The woman was still smiling as she walked away. A short, plump bear of a man, Carletto’s father noticed Pino and turned even more delighted.

“Pino Lella! Where have you been? Where is your mother?”

“At home,” Pino said, shaking his hand.

“Bless her.” Mr. Beltramini peered up at him. “You’re not going to grow any more, are you?”

Pino smiled and shrugged. “I don’t know.”

“You do, you’ll start walking into tree branches.” He pointed at the bandage on Pino’s cheek. “Oh, I see you already did.”

“I got bombed.”

Mr. Beltramini’s state of perpetual bemusement evaporated. “No. Is this true?”

Pino told him the whole story, from the time he climbed out his window, until he got back home and found everybody playing music and having a good time.

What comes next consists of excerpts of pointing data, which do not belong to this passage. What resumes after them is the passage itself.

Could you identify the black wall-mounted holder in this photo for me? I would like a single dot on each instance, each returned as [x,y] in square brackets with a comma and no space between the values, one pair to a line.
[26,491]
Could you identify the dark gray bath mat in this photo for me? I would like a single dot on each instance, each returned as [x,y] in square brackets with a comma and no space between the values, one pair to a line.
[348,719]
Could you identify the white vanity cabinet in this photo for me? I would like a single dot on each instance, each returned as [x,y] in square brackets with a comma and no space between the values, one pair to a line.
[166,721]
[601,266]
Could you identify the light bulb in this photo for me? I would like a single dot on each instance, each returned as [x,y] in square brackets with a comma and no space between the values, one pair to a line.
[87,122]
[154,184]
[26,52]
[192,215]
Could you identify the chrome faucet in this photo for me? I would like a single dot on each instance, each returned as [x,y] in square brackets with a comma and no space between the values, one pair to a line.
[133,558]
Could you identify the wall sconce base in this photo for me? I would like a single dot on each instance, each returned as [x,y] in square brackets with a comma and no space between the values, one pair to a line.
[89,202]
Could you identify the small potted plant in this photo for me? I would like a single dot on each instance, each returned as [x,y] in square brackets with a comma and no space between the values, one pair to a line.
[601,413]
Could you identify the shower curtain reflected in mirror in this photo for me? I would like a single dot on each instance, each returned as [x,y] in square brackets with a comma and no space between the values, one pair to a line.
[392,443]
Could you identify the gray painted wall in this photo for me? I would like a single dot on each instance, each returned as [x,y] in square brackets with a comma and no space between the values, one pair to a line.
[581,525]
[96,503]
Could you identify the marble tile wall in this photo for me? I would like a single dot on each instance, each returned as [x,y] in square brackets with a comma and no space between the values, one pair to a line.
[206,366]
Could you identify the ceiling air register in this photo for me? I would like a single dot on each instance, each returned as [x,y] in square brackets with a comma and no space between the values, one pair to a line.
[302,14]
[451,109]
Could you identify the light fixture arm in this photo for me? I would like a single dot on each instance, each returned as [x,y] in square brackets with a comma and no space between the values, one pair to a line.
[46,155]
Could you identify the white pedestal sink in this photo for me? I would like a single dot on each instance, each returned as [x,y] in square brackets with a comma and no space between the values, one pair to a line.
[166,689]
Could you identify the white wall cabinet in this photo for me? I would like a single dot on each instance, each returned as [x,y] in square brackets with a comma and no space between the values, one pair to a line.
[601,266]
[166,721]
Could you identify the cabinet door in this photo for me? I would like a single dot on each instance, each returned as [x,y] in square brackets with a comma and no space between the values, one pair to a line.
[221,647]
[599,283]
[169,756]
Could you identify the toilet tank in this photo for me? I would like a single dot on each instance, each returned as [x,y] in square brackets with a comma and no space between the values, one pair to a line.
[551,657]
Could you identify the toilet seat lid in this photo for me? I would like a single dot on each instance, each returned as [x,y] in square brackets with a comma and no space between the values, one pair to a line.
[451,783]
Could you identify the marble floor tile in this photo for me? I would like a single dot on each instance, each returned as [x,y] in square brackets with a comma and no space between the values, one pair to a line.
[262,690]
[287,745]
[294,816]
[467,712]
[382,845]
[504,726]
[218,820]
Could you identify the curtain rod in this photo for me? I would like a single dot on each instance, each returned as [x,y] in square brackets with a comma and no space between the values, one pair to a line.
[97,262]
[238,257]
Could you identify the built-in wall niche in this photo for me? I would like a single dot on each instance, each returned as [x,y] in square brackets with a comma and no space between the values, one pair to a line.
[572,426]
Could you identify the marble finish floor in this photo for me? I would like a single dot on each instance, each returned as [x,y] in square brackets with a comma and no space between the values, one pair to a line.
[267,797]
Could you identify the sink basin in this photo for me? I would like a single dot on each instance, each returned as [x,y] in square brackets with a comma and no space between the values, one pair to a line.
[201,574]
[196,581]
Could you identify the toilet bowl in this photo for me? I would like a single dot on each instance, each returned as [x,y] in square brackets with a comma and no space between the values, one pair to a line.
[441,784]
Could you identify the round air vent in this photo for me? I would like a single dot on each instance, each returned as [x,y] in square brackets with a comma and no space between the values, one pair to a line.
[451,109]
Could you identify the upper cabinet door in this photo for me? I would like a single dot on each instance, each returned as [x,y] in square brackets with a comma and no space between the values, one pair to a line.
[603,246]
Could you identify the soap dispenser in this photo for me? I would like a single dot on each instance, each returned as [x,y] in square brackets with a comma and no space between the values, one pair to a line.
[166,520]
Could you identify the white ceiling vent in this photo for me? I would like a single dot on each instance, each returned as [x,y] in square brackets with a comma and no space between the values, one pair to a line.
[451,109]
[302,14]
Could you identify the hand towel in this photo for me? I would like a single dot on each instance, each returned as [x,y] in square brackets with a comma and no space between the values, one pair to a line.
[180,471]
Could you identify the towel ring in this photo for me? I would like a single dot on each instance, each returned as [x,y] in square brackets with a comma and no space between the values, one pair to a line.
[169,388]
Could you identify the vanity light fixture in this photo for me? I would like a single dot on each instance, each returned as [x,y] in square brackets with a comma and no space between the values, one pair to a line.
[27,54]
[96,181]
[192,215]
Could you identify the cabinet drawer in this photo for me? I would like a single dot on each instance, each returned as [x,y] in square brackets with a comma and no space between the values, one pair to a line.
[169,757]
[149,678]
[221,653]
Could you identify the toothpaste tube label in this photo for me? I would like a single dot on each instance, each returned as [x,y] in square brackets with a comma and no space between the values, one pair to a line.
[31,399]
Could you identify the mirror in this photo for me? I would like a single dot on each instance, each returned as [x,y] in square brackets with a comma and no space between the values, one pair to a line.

“I think they were smart,” Mr. Beltramini said. “If a bomb’s coming at you, it’s coming at you. You can’t go around worrying about it. Just go on doing what you love, and go on enjoying your life. Am I right?”

“I guess so. Is Carletto here?”

Mr. Beltramini gestured over his shoulder. “Working inside.”

Pino started toward the shop door.

“Pino,” Mr. Beltramini called after him.

He looked back, seeing concern on the fruit vendor’s face. “Yes?”

“You and Carletto, you take care of each other, right? Like brothers, right?”

“Always, Mr. B.”

The fruitmonger brightened. “You’re a good boy. A good friend.”

Pino went inside the shop and found Carletto lugging sacks of dates.

“You been out?” Pino said. “Seen what happened?”

Carletto shook his head. “I’ve been working. You’ve heard of that, right?”

“I’ve heard stories about it, so I came to see for myself.”

Carletto didn’t think that was funny. He hoisted another sack of dried fruit onto his shoulder and started down a wooden ladder and through a hole in the floor.

“She didn’t show up,” Pino said. “Anna.”

Carletto looked up from the dirt-floored basement. “You were out last night?”

Pino smiled. “I almost got blown up when the bombs hit the theater.”